SFT improves final-answer accuracy but reduces reasoning informativeness by 38.9% on average. Models reach correct answers through pattern-matching shortcuts rather than genuine inferential reasoning, becoming less auditable despite higher accuracy scores.
Three faithfulness tests show fine-tuned models generate reasoning chains that less reliably influence final outputs. Early termination, paraphrasing, and filler substitution all produce invariant answers more often after fine-tuning, suggesting reasoning becomes performative rather than functional.
Models trained on systematically irrelevant traces maintain solution accuracy and sometimes improve out-of-distribution generalization, suggesting traces function as computational scaffolding rather than meaningful reasoning steps.
Research shows that post-training objectives faithfully guide models toward correct answers yet simultaneously suppress unmeasured behaviors like epistemic verbalization. Single-objective optimization creates blind spots where stylistic features critical to generalization are unprotected.

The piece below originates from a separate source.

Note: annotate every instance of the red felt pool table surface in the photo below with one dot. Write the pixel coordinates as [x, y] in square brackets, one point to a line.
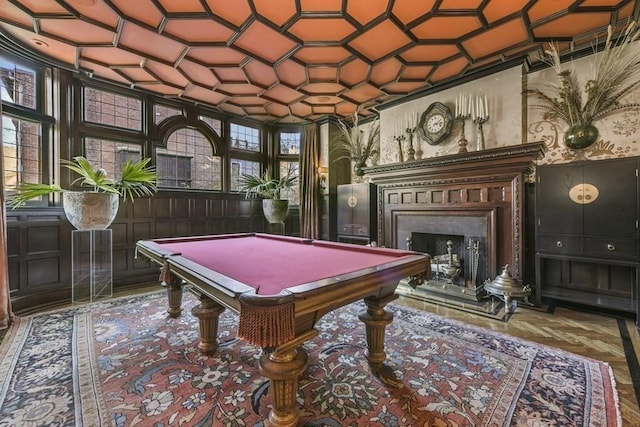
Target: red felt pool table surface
[270, 263]
[281, 286]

Proxy-tuning closes 88-91% of the alignment gap while surpassing direct fine-tuning on knowledge tasks by leaving base model weights untouched. Direct fine-tuning corrupts knowledge storage in lower layers, whereas proxy-tuning applies distributional shifts that primarily affect reasoning and style.
Five independent mechanisms—RL steering, critique fine-tuning, decoding changes, SAE feature steering, and RLVR—all elicit reasoning already present in base model activations. Post-training selects rather than creates reasoning; the bottleneck is elicitation, not capability acquisition.
Only ~20% of tokens exhibit high entropy as pivotal reasoning decision points; RLVR primarily adjusts these forking tokens. Training exclusively on them matches or exceeds full-gradient performance, revealing that the minority carries the learning signal.
Training models simultaneously on forward reasoning, backward question generation, and backward reasoning improves forward-only performance by 13.53% average across 12 datasets. The mechanism: generating backward questions forces models to understand the inverse relationship between problem and solution, deepening understanding that transfers to forward reasoning without test-time overhead.
Increasing thinking tokens from ~1,100 to ~16K reduced benchmark accuracy from 87.3% to 70.3%, revealing a non-monotonic relationship where models overthink easy problems and underthink hard ones.
Task accuracy peaks at intermediate CoT length, with optimal length increasing alongside task difficulty but decreasing with model capability. RL training naturally gravitates toward shorter chains as models improve, revealing that simplicity emerges from reward signals rather than explicit training.